今回は主要な登場人物の人物像と彼らのとった行動に焦点を当て、新約聖書・旧約聖書で重要な役割を果たす人物たちと照らし合わせながら、彼らがこの小説でどんな役割を担い、聖書でどのような役割を担っているかを考察していく。
聖書の人物に照らし合わせることで、罪と罰という物語の中で、ドストエフスキーがその人物から何を伝えたかったのかが紐解ける手がかりになればと思う。
ロジオン・ロマーヌイチ・ラスコーリニコフ
まず、この物語の主人公であるラスコーリニコフについて。
彼は物語の序盤で、高利貸しのアリョーナとさらにその場に居合わせたアリョーナの妹・リザヴェータを殺害する。ただアリョーナの殺害は彼にとって悪ではなく、正義である。彼の理論は「多くの苦しめられている人間を殺すことは罪ではない、私はその多くの苦しめられている人間を救うために一人を殺害するのだ」というものだった。彼の下記名言からもわかるよう極端な思想の持ち主である。

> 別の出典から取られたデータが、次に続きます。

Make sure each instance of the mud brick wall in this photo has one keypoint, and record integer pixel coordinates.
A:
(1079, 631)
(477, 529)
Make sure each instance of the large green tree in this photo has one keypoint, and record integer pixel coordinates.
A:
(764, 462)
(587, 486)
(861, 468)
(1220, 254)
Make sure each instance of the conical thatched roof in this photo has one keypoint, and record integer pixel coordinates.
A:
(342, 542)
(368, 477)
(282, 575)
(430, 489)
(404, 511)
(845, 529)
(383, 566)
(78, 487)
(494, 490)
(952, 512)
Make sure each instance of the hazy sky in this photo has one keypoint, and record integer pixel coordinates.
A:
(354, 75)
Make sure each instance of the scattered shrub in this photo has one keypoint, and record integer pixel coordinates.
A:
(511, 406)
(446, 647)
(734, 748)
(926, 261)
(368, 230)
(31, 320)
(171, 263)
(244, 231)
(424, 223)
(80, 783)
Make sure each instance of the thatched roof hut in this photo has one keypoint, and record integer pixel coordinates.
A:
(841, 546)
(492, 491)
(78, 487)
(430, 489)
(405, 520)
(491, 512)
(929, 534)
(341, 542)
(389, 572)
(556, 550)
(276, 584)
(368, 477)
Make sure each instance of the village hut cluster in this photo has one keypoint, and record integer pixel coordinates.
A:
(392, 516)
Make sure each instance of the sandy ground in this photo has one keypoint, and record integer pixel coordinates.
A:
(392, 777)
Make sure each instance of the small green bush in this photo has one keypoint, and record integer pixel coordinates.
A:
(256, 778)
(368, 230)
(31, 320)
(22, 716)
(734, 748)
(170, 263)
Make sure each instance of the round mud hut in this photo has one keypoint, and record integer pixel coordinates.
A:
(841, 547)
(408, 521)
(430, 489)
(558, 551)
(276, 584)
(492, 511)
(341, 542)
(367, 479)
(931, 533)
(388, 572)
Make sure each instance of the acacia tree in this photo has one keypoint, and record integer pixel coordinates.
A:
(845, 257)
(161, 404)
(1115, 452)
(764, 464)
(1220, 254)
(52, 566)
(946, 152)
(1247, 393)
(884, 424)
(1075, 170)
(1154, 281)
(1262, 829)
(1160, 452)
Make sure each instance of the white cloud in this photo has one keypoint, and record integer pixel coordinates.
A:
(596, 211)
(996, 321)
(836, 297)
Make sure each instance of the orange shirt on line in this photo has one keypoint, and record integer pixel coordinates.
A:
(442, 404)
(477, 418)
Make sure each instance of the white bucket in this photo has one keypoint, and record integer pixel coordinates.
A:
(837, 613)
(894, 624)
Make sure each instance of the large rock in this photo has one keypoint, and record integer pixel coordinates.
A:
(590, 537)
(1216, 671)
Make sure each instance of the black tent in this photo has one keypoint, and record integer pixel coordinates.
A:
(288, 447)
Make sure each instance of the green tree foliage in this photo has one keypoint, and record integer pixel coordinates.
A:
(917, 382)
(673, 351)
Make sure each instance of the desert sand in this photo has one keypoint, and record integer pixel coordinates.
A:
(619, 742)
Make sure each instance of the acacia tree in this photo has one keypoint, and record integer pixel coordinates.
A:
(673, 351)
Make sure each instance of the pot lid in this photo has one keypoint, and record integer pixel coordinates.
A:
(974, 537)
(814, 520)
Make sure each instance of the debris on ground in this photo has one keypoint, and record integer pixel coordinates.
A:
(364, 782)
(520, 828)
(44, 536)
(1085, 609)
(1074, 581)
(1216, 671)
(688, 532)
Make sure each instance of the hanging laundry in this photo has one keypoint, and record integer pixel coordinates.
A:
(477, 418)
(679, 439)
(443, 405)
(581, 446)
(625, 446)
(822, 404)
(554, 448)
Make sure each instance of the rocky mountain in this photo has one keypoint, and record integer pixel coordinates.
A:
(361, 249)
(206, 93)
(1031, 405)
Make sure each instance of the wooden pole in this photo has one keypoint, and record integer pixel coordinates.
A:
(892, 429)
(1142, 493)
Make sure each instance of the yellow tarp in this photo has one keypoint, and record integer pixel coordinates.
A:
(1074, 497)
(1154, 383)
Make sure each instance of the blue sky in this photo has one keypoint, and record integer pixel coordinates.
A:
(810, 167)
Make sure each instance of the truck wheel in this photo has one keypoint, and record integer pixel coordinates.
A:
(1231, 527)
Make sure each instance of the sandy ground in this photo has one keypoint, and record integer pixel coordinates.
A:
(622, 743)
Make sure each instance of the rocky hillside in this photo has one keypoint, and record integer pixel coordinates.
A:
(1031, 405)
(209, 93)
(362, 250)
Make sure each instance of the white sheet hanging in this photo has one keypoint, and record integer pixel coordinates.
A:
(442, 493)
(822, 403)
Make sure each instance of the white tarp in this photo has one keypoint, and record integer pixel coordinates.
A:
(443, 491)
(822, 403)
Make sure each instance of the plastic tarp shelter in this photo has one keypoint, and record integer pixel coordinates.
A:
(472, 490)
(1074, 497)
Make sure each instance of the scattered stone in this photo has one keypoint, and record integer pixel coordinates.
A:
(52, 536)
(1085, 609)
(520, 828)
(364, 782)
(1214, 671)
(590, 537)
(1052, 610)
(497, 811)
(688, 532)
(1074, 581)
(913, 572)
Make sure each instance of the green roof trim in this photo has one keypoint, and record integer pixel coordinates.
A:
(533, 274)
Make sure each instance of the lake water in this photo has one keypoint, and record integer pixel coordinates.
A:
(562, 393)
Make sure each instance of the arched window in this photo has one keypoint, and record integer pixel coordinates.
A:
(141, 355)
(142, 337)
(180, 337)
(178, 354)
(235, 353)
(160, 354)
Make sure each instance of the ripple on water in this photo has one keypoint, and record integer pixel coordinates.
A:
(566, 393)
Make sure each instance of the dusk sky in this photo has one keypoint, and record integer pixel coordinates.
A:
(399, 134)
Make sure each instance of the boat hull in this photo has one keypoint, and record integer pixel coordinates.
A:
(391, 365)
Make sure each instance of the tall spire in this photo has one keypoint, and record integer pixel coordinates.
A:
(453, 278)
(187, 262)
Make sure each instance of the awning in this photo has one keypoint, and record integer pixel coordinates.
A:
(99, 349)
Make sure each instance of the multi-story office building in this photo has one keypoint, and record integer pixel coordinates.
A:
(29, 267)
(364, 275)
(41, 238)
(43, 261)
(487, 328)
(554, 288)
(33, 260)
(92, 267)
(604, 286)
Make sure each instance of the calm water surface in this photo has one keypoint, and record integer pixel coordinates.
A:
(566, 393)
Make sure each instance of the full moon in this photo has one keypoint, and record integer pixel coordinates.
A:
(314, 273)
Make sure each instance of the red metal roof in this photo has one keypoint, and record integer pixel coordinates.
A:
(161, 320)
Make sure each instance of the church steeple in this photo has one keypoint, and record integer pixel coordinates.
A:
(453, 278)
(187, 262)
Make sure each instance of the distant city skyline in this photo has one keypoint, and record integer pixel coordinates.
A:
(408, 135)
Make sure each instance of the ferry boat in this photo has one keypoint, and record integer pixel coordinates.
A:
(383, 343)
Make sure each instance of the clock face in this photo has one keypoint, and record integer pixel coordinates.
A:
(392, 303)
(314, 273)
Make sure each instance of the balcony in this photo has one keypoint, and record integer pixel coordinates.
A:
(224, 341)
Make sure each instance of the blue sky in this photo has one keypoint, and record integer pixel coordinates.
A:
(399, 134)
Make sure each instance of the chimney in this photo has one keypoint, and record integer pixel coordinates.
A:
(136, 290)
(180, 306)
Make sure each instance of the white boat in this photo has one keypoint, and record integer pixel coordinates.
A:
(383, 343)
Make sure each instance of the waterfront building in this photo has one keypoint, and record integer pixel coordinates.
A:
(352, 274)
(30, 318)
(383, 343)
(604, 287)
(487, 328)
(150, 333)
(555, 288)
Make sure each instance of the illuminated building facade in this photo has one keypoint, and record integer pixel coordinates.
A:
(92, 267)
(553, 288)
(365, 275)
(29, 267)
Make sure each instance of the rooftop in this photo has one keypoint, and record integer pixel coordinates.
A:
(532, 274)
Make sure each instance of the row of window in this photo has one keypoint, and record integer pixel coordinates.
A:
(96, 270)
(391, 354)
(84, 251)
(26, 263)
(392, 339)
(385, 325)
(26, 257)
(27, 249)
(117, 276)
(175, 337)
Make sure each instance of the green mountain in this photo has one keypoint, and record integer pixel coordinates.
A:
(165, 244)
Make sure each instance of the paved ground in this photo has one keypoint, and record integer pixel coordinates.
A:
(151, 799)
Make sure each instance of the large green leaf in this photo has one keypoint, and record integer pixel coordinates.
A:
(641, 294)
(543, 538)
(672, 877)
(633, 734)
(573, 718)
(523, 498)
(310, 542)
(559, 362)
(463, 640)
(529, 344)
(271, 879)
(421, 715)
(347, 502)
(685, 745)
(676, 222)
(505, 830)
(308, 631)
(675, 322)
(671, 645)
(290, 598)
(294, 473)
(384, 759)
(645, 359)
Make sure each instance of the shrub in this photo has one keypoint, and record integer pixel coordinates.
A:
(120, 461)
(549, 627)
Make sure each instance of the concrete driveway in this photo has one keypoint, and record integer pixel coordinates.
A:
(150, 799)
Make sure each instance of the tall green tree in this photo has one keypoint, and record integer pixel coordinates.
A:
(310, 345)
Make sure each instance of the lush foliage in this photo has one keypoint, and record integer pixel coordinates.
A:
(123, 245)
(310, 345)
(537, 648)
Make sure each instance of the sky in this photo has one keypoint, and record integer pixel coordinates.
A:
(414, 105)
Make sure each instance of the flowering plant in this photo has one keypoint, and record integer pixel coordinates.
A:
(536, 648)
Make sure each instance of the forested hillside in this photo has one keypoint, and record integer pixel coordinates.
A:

「選ばれた者は、凡人社会の法を無視する権利がある。」
この理論に似た信念を持つ男が新約聖書のヨハネの聖書にも出てくる。カイアファという無神論者の男だ。
彼らの中の一人で、その年の大祭司であったカイアファが言った。
「あなたがたは何も分かっていない。一人の人間が民の代わりに死に、国民全体が滅びないで済む方が、あなたがたに好都合だとは考えないのか。」
引用:ヨハネによる福音書 11章45~54節
この会話ののち、カイアファはイエスの十二使徒唯一の裏切り者であるユダとともに、イエスを貶める計画を練り、最終的にイエスに十字架の刑を科し命を奪う。
このようなカイアファの、罪なき人間を死に追いやり、また度を超えた優生思想を持つという点は、ラスコーリニコフに重ねられやしないだろうか。ラスコーリニコフは多くの人を助けるためにという優生思想上の正義感よりアリョーナを殺し、図らずも罪なきリザヴェータまでも殺害しているのだから。
リザヴェータ・イワーノヴナ
彼女は高利貸しのアリョーナと対照的に慈善家で誰にでも等しく優しい人間として、罪と罰の物語の中では珍しくなんの罪の描写もなく描かれている。彼女はラスコーリニコフに殺されるため序盤のみ登場する人物だが、彼女の形見の描写はどころどころに見られる。
その形見とは十字架のペンダントであり、ラスコーリニコフを救う立ち位置のソーニャが常に肌身離さず持っているものである。つまり彼女は中盤以降、ソーニャを通して存在を読者に思い起こさせるのである。
十字架として存在を表されるリザヴェータは、イエスに近い存在として描かれていると考えられるのではないか。罪のない人間かつ不遇な結末で殺されてしまうのはイエスと同じであり、また彼女が十字架やソーニャを通して物語に存在し続けることは、イエスの復活も連想される。
ソフィヤ・セミョーノヴナ・マルメラードワ
リザヴェータからもらった十字架を持っていることから彼女もイエスに近い存在と考えられるだろう。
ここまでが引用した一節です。